Haruki Kadokawa’s strategy of pairing book sales and movie releases was innovative for the time. The nearly 60 films he produced, from whodunnits to splashy period blockbusters, may not have pleased critics, but they were hits with audiences — and were credited with saving the Japanese film industry during a severe slump. In 1994, however, Haruki was arrested on a drug charge and his younger brother Tsuguhiko took over as president.
After that, the company temporarily stopped film production (since resumed), while embarking on series of acquisitions and restructurings that left it with a overstuffed organization chart, with some subsidiaries duplicating each other’s functions. In 2013, however, it pruned that structure by merging nine subsidiaries, while leaving eight of them as branded companies. Then in April it did away with the inhouse company system entirely, though the brands remained.
|“We are steadily increasing the number of Japanese films we are making.”
“It’s become simpler,” says Shinichiro Inoue, Kadokawa rep director and senior managing executive officer. “The various publishing companies that we merged were doing similar things, but separately. Now we’ve built an organization with teams that specialize in each genre, such as comics and young-adult fiction.”
In the midst of this revamp, Kadokawa has not neglected its film business. “We are steadily increasing the number of Japanese films we are producing,” Inoue says. “We were making just three or four a year, but … next year we’ll be upping the pace and releasing various types of films.”

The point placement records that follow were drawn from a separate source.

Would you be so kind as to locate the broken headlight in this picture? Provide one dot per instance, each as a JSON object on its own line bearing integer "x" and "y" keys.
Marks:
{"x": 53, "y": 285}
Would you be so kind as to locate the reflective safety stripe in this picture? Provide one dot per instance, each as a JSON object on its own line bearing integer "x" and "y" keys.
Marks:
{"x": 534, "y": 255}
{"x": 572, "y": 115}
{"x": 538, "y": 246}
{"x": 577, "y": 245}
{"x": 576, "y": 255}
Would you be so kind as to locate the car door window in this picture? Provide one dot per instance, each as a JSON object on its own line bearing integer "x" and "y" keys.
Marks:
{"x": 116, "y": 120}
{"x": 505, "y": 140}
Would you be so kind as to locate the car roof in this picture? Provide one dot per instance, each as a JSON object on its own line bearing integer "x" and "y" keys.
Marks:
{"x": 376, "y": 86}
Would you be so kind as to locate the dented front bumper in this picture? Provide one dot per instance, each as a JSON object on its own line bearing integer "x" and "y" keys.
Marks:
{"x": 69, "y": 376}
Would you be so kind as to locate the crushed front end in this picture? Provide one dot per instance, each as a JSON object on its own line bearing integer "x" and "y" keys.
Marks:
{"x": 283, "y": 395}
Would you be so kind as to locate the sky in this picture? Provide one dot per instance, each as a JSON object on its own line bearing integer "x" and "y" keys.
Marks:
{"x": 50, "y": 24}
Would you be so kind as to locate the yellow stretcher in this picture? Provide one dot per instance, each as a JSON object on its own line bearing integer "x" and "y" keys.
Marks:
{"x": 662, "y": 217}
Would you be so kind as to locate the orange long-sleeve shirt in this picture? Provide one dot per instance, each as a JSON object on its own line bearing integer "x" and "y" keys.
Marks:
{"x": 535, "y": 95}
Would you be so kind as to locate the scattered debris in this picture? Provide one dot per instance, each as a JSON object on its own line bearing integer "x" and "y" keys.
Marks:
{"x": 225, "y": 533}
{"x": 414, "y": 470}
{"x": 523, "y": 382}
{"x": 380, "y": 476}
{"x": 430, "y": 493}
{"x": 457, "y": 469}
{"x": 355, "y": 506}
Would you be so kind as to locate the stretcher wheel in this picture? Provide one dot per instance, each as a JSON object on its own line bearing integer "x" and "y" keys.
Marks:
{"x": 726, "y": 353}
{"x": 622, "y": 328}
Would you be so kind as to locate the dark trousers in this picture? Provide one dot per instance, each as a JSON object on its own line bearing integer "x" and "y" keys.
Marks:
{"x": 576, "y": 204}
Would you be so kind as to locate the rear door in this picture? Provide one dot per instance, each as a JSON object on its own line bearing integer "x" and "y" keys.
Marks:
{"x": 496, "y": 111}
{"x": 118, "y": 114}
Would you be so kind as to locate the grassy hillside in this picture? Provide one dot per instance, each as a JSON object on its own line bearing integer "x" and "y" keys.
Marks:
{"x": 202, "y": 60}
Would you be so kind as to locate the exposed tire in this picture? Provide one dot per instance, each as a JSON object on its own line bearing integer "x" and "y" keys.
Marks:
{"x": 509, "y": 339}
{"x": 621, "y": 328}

Kadokawa’s lack of a big theater chain, although it has branded theaters Shinjuku, Yurakucho and Okazaki, will be no barrier to distributing a larger slate, Inoue says. “Our representatives negotiate with other (film) companies and together we develop a release strategy for our films.”
This approach, he adds, gives Kadokawa a flexibility it might not have by operating a chain itself: “We can make a good film without needing to program it into an entire chain.”
Flexibility is becoming more important as the Japanese market continues to split between big-budget domestic releases, usually based on bestselling comics or other hot media properties, and low-budget arthouse films. Mid-sized releases on between 100 and 200 screens, once a Kadokawa mainstay, are finding it harder to recoup. For the past four years, Kadokawa has avoided this not-so-sweet spot by making more genre films, including horror, softcore erotic, action and music, while keeping both costs and the number of screens down.
“We’ve been trying to recoup steadily not only through box office revenue but also through DVD releases and (VOD) streaming,” Inoue says.
Now the company is again making bigger-budget films. One is “Sailor Suit and Machine Gun: Graduation,” an actioner that Kadokawa’s film arm, Kadokawa Pictures, is producing to celebrate its 40th anniversary.
Starring newcomer Kanna Hashimoto as a high school girl who once ran a yakuza gang, the film is a sequel to a 1981 Kadokawa hit by Shinji Somai, well-remembered for a scene of the sailor-suit-wearing heroine spraying a roomful of gangsters with a sub-machine gun.
Another is “Grasshopper,” a revenge thriller with a cast headed by hot young star Toma Ikuta and veteran Tadanobu Asano , who has worked with a long list of internationally known directors such as Takeshi Kitano, Takashi Miike and Kiyoshi Kurosawa, while appearing in the Hollywood movies “47 Ronin” and “Battleship. Based on a Kadokawa novel by Kotaro Isaka, “Grasshopper” is set for a November release by Kadokawa and Shochiku.
“We’re the only publisher in Japan with such a large video production division,” Inoue says. “Kadokawa is unique.”